Some may know Jon Meacham as a commentator on cable news. As a boomer, I tend to be a cable news junkie, and he is certainly one of my favorites. If I’m at home doing something and I know Jon Meacham is going to be coming up on one of the cable news shows, I’ll stop whatever I’m doing to listen. But his primary career is that of writer and historian, and I think one of the best. He is a Pulitzer Prize-winning author. He is one of my three favorite historical writers, with the other two being Doris Kearns Goodwin and Michael Beschloss. Jon is a lifelong Episcopalian and graduate of The University of the South, commonly referred to as Sewanee, which is a private Episcopal liberal arts college in Sewanee, Tennessee. His most recent book is His Truth Is Marching On: John Lewis and the Power of Hope.
As we approach the end of 2020, a year that most of us are glad to see end, we cannot forget the great loss of John Lewis this past year. His life not only connects us to the past and the work of the early Civil Rights movement in the 1960s, but it also calls us—challenges us—to continue forward in striving for racial justice. It is in the power of that hope that needs to lead us forward. The following description of Jon Meacham’s book gives us a glimpse into the impact John Lewis has had on our nation:
His Truth Is Marching On: John Lewis and the Power of Hope
John Lewis, who at age twenty-five marched in Selma, Alabama, and was beaten on the Edmund Pettus Bridge, is a visionary and a man of faith. Drawing on decades of wide-ranging interviews with Lewis, Jon Meacham writes of how this great-grandson of a slave and son of an Alabama tenant farmer was inspired by the Bible and his teachers in nonviolence, Reverend James Lawson and Martin Luther King, Jr., to put his life on the line in the service of what Abraham Lincoln called “the better angels of our nature.” From an early age, Lewis learned that nonviolence was not only a tactic but a philosophy, a biblical imperative, and a transforming reality. At the age of four, Lewis, ambitious to become a minister, practiced by preaching to his family’s chickens. When his mother cooked one of the chickens, the boy refused to eat it—his first act, he wryly recalled, of nonviolent protest. Integral to Lewis’s commitment to bettering the nation was his faith in humanity and in God—and an unshakable belief in the power of hope.
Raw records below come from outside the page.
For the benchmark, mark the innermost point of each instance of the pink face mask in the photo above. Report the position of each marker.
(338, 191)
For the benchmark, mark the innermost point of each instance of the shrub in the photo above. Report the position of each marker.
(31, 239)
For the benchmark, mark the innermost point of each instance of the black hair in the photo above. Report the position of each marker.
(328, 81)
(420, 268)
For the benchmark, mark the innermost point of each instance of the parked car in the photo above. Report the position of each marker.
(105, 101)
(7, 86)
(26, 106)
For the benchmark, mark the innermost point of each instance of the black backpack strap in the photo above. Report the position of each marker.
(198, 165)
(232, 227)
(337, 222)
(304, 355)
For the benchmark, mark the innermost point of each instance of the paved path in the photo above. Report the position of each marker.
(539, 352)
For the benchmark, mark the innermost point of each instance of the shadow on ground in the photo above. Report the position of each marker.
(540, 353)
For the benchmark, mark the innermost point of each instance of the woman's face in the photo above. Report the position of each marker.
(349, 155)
Meacham calls Lewis “as important to the founding of a modern and multiethnic twentieth- and twenty-first-century America as Thomas Jefferson and James Madison and Samuel Adams were to the initial creation of the Republic itself in the eighteenth century.” A believer in the injunction that one should love one’s neighbor as oneself, Lewis was arguably a saint in our time, risking limb and life to bear witness for the powerless in the face of the powerful. In many ways he brought a still-evolving nation closer to realizing its ideals, and his story offers inspiration and illumination for Americans today who are working for social and political change.